Age 70, the threshold of death decade, brings the joys of snaggled and yellowing dentition, thinning hair, worn-out joints, and last (but not least) mental acuity strapped to a time bomb.  Tick-toc, tick-toc, bam! - where did I put that darn (you fill in the blank).  I am putting off the day when I greet Husband by saying, "Hello there, do I know you?; and we won't be role playing in the bedroom!

Me Practicing Being 70
How Can We Improve This Condition?

Husband is devious about his own disintegration, preferring to claim his life-long prettiness is constant and unchanging.  In his own mind, he was present at the Creation, if you get my drift.  He did however put his shoes on the wrong feet (slipped them on in the dark) and walk boldly into a restaurant;  and nearly ran over himself with his pickup (forgot to take it out of gear).  

Husband  Hard at Work

I believe we are one age eternally, and we get to choose that age.  Realizing this is a strange belief, I am determined to cover all the mirrors in my kingdom with black cloth and be "16" until this show ends.  Any other scenario involving honesty and acceptance is a downhill hot-coal slalom into Hell, a rapid oxidation of ego.  

While I delude myself, I relentlessly deny all signs of aging.  I hitch my plow to the imagination of Lewis Carrol and cultivate the fertile ground of quantum make-believe in Wonderland, along with Alice, all without expensive cosmetic surgery!  Win, win!

Me AKA "The Unknown Blogger"
"Off With Her Head!" Said the Queen of Hearts


  1. CBW mama you look mavahlas dahlink! no really, you do...I can only hope to look that good at 70...

  2. And I only had to take 400 pictures to get a presentable one!
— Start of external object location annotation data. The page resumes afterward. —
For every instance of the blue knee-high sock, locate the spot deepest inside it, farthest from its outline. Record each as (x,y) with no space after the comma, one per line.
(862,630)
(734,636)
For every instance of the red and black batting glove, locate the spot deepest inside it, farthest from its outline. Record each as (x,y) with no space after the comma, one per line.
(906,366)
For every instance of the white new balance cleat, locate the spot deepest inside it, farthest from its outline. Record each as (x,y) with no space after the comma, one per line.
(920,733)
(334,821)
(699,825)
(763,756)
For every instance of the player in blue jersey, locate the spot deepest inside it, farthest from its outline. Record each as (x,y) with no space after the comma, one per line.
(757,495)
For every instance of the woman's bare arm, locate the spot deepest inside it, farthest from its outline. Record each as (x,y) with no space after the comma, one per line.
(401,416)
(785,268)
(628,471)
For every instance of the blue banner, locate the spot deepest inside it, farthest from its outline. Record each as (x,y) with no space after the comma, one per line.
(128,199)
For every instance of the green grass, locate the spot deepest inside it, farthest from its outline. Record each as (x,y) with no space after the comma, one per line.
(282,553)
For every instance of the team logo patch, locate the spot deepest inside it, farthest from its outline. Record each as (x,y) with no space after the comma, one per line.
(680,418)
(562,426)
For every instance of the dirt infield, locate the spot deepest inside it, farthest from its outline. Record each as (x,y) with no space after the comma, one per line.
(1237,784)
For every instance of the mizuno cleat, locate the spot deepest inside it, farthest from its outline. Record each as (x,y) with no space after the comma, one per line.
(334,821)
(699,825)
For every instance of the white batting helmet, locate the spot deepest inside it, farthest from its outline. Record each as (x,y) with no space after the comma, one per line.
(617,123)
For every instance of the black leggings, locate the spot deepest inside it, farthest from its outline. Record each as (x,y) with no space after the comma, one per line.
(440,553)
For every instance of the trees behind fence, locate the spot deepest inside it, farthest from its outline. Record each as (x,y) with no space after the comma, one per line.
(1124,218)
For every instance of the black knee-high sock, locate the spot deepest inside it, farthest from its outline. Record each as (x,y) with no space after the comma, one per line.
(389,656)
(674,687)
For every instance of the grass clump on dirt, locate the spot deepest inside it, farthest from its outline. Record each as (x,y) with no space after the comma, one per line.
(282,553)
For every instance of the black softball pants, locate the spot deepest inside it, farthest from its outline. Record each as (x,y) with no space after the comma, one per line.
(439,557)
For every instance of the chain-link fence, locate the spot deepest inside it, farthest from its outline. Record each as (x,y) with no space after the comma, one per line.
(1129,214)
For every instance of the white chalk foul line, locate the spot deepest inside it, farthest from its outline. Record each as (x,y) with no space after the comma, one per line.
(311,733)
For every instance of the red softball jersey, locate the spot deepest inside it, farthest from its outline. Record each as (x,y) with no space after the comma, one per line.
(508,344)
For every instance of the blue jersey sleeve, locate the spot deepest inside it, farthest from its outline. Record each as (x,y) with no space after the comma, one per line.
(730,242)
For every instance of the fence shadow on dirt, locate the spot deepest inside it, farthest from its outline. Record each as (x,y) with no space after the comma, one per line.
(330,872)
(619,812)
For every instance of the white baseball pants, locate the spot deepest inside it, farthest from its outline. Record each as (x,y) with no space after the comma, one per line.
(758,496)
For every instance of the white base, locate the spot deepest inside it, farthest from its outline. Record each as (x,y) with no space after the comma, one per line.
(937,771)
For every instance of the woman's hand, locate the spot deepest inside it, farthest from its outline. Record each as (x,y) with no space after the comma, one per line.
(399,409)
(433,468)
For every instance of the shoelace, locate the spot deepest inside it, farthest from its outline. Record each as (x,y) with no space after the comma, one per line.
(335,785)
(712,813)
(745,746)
My camera refuses to join me in my 16-year-old thing!

  3. Age is relative .. I say give up birthdays, celebrate anniversaries and know that if you stood with your 3 gorgeous daughters you'd look like their sister not their mama!
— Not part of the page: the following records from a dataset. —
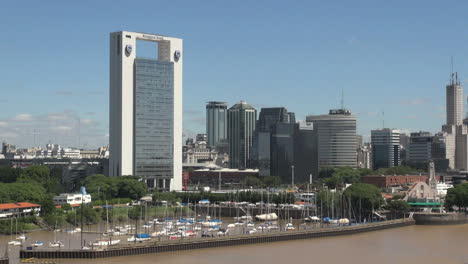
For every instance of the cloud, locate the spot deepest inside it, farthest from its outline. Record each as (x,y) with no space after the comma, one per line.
(416,101)
(352,40)
(23,117)
(62,128)
(66,128)
(64,93)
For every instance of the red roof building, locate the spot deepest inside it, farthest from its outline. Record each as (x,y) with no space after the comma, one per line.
(21,209)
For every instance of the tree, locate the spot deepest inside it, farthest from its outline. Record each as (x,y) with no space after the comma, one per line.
(457,196)
(9,174)
(251,181)
(271,181)
(364,197)
(398,207)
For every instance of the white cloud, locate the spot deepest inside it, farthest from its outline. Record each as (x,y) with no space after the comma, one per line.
(416,101)
(62,128)
(23,117)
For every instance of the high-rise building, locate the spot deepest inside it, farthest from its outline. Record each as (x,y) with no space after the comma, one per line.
(261,146)
(241,125)
(454,102)
(420,148)
(336,139)
(456,131)
(216,122)
(385,148)
(305,162)
(145,131)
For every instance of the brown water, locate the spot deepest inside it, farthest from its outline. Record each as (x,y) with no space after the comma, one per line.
(412,244)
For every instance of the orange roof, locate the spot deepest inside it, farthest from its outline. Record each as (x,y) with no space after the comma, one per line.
(17,205)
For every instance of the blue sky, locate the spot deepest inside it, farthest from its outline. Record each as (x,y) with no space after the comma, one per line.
(387,56)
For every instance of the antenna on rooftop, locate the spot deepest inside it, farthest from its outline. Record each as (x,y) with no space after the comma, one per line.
(383,119)
(342,98)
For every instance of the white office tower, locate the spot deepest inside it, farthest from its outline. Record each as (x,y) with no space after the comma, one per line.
(336,139)
(216,122)
(457,134)
(385,148)
(454,102)
(145,130)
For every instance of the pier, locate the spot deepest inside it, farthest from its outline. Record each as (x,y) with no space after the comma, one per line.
(198,243)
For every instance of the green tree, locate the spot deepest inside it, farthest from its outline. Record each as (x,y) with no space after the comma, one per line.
(364,198)
(457,196)
(9,174)
(251,181)
(398,207)
(271,181)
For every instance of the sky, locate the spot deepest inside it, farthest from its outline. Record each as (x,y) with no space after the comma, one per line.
(390,59)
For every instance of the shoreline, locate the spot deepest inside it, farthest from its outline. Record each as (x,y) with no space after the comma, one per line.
(168,246)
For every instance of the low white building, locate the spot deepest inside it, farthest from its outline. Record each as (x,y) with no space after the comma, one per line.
(73,199)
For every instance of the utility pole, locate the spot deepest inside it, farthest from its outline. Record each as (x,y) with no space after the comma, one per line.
(292,176)
(219,181)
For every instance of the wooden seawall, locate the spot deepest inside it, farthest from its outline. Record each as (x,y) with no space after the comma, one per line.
(189,244)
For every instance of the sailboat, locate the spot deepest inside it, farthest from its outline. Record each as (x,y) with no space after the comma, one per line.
(56,244)
(14,242)
(267,217)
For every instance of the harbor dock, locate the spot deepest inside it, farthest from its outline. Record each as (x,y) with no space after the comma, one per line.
(198,243)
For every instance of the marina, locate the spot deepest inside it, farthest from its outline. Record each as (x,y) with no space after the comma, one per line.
(198,243)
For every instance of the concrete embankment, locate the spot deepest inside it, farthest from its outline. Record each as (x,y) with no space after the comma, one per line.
(440,218)
(190,244)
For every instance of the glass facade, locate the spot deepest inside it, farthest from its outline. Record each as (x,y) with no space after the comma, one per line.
(154,114)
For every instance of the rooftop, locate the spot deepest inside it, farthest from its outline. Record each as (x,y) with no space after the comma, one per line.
(17,205)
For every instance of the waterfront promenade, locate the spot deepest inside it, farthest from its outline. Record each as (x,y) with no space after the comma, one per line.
(197,243)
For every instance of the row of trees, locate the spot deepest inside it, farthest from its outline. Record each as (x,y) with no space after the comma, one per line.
(457,196)
(241,196)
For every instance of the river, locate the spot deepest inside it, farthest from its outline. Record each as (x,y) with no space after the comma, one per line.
(412,244)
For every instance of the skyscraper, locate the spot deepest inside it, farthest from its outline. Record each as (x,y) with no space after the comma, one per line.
(335,139)
(454,102)
(241,125)
(420,148)
(385,148)
(262,149)
(145,131)
(456,138)
(216,122)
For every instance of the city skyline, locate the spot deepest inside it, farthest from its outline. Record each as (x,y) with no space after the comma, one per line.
(401,69)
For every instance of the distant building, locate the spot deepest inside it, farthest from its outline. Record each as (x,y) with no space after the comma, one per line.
(266,143)
(241,125)
(364,156)
(145,127)
(305,144)
(73,199)
(10,210)
(385,148)
(385,181)
(216,122)
(212,177)
(70,153)
(420,147)
(336,139)
(201,138)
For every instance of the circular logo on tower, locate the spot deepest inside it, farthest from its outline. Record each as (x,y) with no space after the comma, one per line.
(128,49)
(177,55)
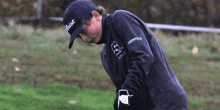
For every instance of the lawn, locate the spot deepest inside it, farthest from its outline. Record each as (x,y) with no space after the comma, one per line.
(49,74)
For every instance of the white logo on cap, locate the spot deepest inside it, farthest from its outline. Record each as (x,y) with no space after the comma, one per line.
(70,25)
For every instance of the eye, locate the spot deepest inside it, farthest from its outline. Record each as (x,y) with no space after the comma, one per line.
(83,31)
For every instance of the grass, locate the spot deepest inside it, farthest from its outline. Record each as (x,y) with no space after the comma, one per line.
(52,98)
(45,60)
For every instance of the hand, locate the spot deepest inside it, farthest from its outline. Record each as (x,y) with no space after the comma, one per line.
(124,100)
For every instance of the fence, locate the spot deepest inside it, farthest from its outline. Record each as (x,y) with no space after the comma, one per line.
(42,19)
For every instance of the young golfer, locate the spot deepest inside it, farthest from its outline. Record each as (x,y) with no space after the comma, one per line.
(132,57)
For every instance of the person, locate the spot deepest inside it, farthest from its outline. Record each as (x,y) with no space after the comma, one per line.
(131,56)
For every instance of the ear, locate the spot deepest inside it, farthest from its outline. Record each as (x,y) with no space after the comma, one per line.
(96,14)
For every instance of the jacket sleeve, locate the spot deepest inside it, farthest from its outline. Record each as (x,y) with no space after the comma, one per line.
(130,30)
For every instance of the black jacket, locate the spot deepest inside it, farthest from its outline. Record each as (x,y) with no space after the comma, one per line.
(134,60)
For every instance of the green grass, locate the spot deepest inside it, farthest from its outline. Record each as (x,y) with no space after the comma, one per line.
(53,97)
(44,60)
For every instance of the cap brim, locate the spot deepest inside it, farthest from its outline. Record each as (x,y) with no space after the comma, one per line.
(74,35)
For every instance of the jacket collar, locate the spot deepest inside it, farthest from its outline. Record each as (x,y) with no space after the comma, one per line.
(104,26)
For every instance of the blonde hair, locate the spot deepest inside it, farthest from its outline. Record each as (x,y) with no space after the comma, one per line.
(100,10)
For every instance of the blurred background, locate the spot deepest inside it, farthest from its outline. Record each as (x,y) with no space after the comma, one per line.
(39,72)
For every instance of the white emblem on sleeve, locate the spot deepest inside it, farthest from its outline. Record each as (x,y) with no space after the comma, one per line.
(132,40)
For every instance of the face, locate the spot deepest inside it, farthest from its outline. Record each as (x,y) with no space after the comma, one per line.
(92,30)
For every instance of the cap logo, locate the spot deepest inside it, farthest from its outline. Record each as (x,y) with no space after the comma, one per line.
(69,25)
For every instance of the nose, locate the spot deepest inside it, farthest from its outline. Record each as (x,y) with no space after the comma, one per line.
(84,38)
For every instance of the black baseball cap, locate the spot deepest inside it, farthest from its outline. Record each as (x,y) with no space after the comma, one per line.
(74,16)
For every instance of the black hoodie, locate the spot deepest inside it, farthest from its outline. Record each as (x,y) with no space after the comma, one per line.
(134,60)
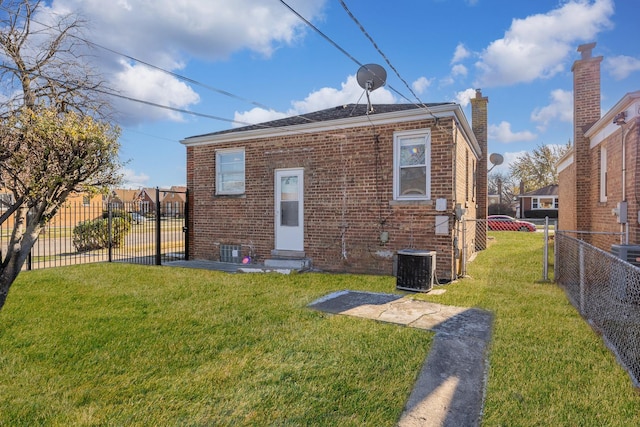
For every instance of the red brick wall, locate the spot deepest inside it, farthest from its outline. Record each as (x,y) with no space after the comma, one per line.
(348,178)
(566,198)
(586,111)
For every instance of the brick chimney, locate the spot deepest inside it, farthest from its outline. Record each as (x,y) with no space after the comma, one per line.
(586,111)
(479,127)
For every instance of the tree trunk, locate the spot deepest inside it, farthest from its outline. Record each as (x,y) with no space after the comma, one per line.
(22,240)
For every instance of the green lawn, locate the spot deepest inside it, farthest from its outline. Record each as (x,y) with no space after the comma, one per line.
(113,344)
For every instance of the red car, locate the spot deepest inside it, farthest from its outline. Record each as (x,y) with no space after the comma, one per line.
(508,223)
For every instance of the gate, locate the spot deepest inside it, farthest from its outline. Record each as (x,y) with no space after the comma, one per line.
(140,231)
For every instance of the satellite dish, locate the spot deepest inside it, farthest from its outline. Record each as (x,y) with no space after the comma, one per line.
(371,76)
(496,160)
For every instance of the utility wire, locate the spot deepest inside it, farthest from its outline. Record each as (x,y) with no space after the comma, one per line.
(336,45)
(375,45)
(171,73)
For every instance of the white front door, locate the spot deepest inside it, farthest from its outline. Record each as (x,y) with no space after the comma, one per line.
(289,209)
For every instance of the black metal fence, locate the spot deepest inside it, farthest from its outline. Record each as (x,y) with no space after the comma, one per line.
(108,231)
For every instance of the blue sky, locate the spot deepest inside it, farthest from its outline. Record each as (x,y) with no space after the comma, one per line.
(271,64)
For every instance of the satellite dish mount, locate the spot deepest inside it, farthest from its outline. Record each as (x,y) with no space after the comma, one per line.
(370,77)
(496,160)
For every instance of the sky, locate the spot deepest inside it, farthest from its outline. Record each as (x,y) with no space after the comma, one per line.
(191,67)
  4. Trust me, she does look like our sister, either that or I look 70, because people confuse us all the time.

    You look fabulous and I can only hope to have your youthful looks, vim and vigor when I'm That Age.

  5. You are beautiful. Now take that bag off!
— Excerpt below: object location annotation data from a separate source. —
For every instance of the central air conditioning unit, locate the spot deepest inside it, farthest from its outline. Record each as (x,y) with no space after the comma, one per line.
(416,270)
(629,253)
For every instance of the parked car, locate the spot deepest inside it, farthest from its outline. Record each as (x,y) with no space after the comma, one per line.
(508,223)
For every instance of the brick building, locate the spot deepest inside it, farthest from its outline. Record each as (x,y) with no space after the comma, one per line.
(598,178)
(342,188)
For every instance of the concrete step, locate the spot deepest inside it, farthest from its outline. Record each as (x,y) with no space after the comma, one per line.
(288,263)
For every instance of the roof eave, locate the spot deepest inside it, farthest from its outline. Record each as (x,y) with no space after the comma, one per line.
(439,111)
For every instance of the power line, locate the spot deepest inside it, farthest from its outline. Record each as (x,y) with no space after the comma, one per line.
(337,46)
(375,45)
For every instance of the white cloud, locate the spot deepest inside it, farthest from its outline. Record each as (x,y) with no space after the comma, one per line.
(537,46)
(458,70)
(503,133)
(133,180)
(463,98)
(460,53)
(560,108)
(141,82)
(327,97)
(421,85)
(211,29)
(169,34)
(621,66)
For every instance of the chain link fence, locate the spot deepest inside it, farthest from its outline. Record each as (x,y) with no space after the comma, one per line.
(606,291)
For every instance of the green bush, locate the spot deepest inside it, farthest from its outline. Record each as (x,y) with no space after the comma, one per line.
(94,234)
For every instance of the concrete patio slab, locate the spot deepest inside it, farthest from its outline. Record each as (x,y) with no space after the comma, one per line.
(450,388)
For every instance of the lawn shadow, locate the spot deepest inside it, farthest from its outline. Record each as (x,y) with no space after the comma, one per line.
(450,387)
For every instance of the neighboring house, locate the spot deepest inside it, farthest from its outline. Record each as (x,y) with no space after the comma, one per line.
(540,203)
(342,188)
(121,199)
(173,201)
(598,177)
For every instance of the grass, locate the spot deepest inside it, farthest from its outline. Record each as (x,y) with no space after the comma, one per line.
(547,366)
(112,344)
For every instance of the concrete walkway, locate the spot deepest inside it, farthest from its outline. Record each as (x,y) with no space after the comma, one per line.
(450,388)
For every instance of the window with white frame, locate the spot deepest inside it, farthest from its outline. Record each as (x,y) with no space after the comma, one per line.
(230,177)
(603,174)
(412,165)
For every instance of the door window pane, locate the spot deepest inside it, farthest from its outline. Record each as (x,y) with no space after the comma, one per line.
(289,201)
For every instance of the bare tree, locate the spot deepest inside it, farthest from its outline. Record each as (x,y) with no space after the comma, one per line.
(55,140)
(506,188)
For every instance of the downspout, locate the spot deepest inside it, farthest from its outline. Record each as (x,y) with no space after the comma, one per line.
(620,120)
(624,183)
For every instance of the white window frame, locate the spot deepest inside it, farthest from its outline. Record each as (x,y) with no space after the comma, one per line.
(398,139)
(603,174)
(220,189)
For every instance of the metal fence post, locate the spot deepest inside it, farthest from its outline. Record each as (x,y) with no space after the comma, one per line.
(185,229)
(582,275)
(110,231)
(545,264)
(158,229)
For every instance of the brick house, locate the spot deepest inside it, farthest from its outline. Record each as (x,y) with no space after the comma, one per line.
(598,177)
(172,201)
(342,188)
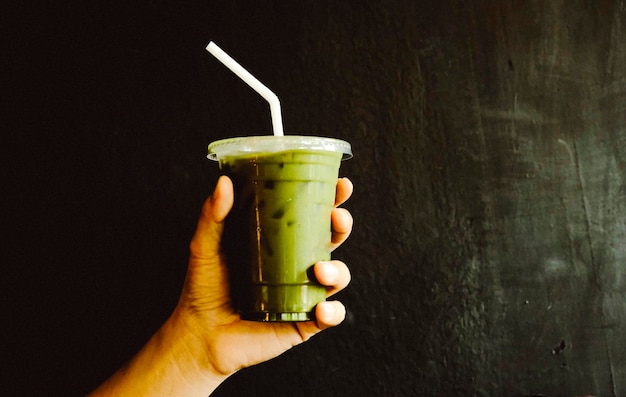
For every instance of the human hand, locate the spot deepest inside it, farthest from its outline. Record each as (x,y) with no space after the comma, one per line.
(222,343)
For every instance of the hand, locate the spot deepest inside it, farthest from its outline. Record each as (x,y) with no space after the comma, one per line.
(204,308)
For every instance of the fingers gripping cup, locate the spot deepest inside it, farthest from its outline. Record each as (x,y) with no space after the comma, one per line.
(280,223)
  6. I think you look better without the paper bag, too. You have no need for it at all.
    My mental image of myself is double what yours is. In my mind I'm 32, when younger men were practically chasing me around the block. One of them phoned me today (haven't seen him in 30 years) looking for wisdom and advice. I guess I'm not 16 OR 32 any more.
    Whatever you're doing, keep it up, it sure seems to be working.

  7. Take care that "wisdom" is platonic and he doesn't ask if you're wearing underwear! Just a little caution.

  8. I loved this post and also Frank and computer at home has been acting up and won't let me comment on anything at the moment, including my own blog (I really think it is just blogger messing with my head). Thank you so much for being part of the dialogue over there. :o) I wrote a reply as a blog last night and it was gone by dawn. I can make things, I'll be opening the Violet's Vanishings in the shed out back and we can all leave our wrinkles there. You're beautiful!